# Slide presentation

You will here have insights helping you to evaluate your ***Product Recommendations*** model.
Main sections:
- [Metrics](#metrics-1)
- [Calibration curve](#calibration-curve-1)
- [Density chart](#density-chart-1)
- [Confusion matrix](#confusion-matrix-1)
- [Subpopulation analysis](#subpopulation-analysis-1)


## Metrics

Start by observing the summary of the classification metrics of performances.
![model_performances_metrics.png](bOBVXjA1VukL)

## Calibration curve

The **calibration curve** allows you to put your model's predictions into perspective with reality.
The intuition behind this curve is that if, on a given sample, *k%* of your records are attached to the positive class, your model should have an average *proba_1* of *k%*. 
In other words, we seek to represent the alignment between the probabilities of the model and the phenomenon that it must predict.

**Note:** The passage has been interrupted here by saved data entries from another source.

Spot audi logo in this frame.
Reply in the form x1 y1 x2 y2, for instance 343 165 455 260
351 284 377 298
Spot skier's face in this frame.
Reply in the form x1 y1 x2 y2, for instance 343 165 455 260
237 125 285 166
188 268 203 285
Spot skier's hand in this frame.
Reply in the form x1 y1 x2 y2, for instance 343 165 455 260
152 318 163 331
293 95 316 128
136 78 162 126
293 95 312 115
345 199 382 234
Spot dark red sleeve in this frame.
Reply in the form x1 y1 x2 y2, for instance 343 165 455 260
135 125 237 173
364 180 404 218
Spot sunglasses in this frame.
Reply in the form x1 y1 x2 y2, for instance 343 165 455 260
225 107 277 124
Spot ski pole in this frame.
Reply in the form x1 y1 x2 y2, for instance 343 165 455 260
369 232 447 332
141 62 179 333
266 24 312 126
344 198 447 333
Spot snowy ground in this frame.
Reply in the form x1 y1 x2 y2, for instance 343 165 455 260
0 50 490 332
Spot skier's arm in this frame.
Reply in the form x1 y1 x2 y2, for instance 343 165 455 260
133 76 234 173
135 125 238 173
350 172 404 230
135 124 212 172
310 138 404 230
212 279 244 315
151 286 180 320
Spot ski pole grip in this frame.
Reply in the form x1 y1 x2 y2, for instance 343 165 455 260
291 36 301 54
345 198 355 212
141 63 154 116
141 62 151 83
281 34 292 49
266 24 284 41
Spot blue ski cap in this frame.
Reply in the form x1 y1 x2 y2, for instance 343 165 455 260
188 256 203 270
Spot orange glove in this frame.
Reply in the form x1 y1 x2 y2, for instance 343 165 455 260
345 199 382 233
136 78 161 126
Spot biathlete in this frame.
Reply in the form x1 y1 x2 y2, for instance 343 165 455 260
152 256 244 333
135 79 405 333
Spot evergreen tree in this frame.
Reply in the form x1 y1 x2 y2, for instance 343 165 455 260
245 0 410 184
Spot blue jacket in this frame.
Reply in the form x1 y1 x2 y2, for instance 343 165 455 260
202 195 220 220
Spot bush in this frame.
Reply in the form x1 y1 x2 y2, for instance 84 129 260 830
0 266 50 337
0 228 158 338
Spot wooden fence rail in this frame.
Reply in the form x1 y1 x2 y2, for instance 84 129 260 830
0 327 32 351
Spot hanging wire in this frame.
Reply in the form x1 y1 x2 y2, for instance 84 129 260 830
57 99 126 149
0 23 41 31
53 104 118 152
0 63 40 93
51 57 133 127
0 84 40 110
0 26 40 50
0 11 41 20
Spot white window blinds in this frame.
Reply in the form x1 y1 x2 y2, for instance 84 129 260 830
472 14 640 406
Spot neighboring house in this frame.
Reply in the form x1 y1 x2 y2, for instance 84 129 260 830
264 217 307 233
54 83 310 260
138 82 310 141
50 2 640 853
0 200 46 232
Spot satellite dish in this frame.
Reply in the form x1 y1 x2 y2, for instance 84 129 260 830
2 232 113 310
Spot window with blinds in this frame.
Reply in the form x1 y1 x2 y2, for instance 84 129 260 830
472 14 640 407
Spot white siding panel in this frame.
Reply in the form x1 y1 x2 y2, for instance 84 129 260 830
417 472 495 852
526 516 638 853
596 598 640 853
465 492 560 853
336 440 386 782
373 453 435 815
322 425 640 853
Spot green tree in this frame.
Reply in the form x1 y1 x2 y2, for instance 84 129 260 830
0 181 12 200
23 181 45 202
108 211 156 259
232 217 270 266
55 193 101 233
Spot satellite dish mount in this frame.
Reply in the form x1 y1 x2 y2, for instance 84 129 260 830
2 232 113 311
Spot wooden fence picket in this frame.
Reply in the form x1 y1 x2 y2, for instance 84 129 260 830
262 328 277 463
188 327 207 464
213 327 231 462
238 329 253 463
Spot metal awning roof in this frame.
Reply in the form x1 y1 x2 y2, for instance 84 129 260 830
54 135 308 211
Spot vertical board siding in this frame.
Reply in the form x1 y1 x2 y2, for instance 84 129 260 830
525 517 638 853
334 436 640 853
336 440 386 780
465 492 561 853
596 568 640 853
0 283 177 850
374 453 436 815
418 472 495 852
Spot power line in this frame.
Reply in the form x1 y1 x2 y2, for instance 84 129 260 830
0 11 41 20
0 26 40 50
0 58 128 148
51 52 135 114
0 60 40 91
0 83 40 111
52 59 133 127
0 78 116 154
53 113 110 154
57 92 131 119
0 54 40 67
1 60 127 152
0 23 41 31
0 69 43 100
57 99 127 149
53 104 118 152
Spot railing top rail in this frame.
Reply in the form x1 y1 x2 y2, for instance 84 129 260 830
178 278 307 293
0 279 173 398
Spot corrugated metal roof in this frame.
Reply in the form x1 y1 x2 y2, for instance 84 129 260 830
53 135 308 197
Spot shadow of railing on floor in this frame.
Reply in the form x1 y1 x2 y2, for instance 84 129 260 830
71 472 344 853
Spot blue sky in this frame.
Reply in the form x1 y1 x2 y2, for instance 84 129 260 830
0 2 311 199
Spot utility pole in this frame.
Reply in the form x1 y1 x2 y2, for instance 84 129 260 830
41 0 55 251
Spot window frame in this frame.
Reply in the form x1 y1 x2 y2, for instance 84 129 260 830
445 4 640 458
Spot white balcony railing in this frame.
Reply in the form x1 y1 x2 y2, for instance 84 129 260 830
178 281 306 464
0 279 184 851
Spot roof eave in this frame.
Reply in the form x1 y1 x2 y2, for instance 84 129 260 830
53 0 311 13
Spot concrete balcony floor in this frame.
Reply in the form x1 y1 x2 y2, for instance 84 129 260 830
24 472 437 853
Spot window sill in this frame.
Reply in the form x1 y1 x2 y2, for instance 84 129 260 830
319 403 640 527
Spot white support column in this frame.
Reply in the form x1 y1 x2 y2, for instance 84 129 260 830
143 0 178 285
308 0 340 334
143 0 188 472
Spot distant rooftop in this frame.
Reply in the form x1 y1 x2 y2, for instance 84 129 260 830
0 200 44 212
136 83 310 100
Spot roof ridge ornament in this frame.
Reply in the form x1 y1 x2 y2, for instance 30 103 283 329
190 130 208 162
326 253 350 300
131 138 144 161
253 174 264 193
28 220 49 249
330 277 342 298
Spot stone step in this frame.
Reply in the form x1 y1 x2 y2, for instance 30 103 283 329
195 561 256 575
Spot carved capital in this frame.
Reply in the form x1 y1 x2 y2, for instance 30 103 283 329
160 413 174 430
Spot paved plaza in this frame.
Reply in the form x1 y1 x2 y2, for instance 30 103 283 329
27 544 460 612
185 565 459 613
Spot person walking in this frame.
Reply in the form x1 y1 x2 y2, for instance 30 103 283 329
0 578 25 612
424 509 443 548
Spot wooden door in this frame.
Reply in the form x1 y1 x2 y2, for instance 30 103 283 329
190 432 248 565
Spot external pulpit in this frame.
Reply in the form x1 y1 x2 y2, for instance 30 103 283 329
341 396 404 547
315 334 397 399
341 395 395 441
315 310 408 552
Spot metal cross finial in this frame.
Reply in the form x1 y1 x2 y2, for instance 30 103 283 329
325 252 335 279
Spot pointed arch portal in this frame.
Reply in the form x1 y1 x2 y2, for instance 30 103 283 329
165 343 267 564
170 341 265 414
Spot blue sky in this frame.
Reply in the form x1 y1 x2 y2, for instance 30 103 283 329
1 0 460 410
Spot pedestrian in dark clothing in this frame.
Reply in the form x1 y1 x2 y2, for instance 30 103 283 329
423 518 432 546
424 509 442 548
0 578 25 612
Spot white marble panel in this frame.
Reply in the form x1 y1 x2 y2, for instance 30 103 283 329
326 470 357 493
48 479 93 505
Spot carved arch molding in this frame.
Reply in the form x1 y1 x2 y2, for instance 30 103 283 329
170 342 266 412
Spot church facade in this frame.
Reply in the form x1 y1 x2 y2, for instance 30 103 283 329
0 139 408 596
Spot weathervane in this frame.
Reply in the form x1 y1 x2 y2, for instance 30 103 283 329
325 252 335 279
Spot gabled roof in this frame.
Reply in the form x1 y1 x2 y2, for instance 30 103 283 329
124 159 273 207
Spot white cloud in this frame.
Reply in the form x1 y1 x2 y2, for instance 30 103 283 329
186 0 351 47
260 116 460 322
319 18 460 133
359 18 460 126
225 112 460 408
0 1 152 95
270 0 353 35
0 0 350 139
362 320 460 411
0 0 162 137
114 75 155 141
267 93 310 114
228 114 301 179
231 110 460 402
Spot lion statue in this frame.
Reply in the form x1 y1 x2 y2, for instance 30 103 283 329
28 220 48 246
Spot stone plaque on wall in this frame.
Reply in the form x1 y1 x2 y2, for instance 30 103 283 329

![calibration_curve.png](DjGFMvGOk48a)

### Calibration curve/Computation method :
- 1: The *proba_1* of your model on the test set are grouped into bins.
- 2: For each bin:
    - We calculate the average *proba_1* of each bin.
    - We look at the frequency of records attached to the positive class.
    - We represent the frequency of the positive class within the bins on the ordinate and the average predicted *proba_1* on the abscissa.
    
### Calibration curve/With a perfect model
A perfectly calibrated model will have a diagonal **calibration curve**. The example shown on the chart below is close to this :arrow_down: . 
![perfect_model_calibration_curve.png](T887vMZJgF9f)

## Density chart
A classification model will generate probabilities

The probability of belonging to the positive class, *proba_1*, is the one that will be at the heart of the **density chart** calculation, representing the density of *proba_1* according to the two classes of the test set, as illustrated below (the positive class being represented in orange ) :arrow_down::

![density_chart.png](1OsdP4d07S16)

:arrow_up: Here you can see that these probabilities' densities overlap. This means that some perimeters are common between:
- Probabilities associated with entities of the "false" class, predicted as "true"
- Probabilities associated with entities of class "true", predicted as "false"
Among other things, the model tends to make mistakes in its predictions, and it "confuses" classes, and this is what a "confusion matrix" will materialize.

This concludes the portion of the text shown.